Log devices: I believe the correct method for ProxMox is to enforce sync=always on the ZFS ZVOLs and set to ProxMox as writethrough (use the host page cache for reads if desired, don't cache writes, and the storage will treat all writes as needing to be on non-volatile storage when received)

Dell SSDs: I see both the Pliant LB206M (aka Sandisk Lightning) and a Samsung SM1625 in there. The LB206M seems to have good sync-write performance but the SM1625 I recall having some users report oddly poor performance that doesn't line up with the spec sheet. They might be better SLOG devices in the short-term until you can get some NVMe devices, but they should be fine for the special/meta drives.

Connection method: Sounds like you haven't flashed the internal M1015 into IT mode yet. The RAID0 virtual-disk method isn't recommended. External LSI is fine of course.

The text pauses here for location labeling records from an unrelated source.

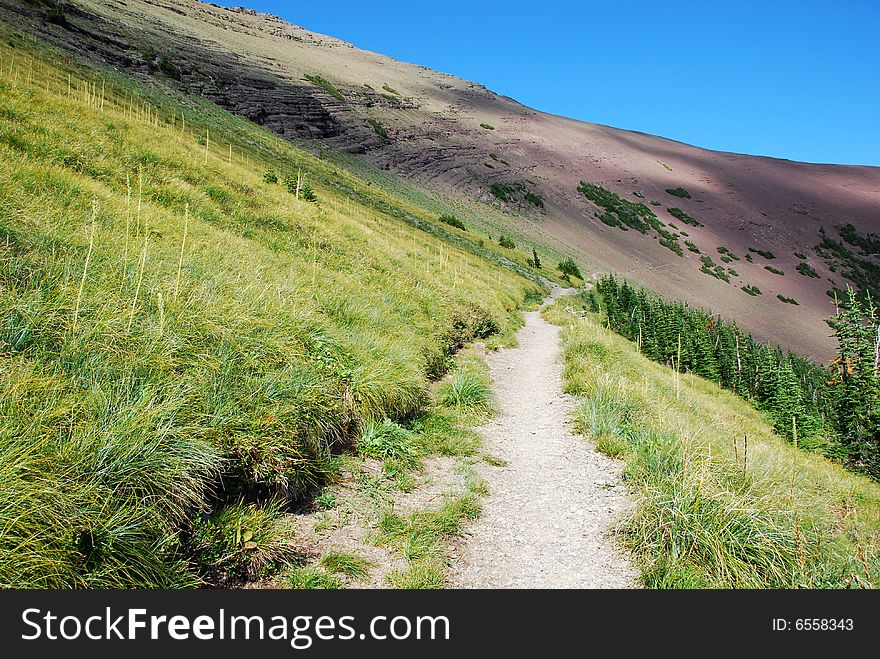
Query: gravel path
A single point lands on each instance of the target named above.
(547, 521)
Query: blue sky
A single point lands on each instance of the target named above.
(783, 78)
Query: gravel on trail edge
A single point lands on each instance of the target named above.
(548, 520)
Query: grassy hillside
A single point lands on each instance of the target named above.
(179, 337)
(721, 500)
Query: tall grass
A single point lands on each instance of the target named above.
(713, 511)
(254, 334)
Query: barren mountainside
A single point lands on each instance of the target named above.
(737, 234)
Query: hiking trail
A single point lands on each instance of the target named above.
(548, 519)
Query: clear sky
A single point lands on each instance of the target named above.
(796, 79)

LACP and iSCSI: NFS and LACP do "play nice" together, yes. You'll "only" get 10Gbps throughput to a given single endpoint but I would expect you to bottleneck elsewhere first under most workloads.

RAM: ZFS will use all of your available RAM for a first-level read cache in the form of the ARC (Adaptive Read Cache) which makes it a very good way to improve performance. The more of your hot/active data that can be served from RAM, the fewer reads have to hit the back-end vdevs, which frees them up for more write I/O.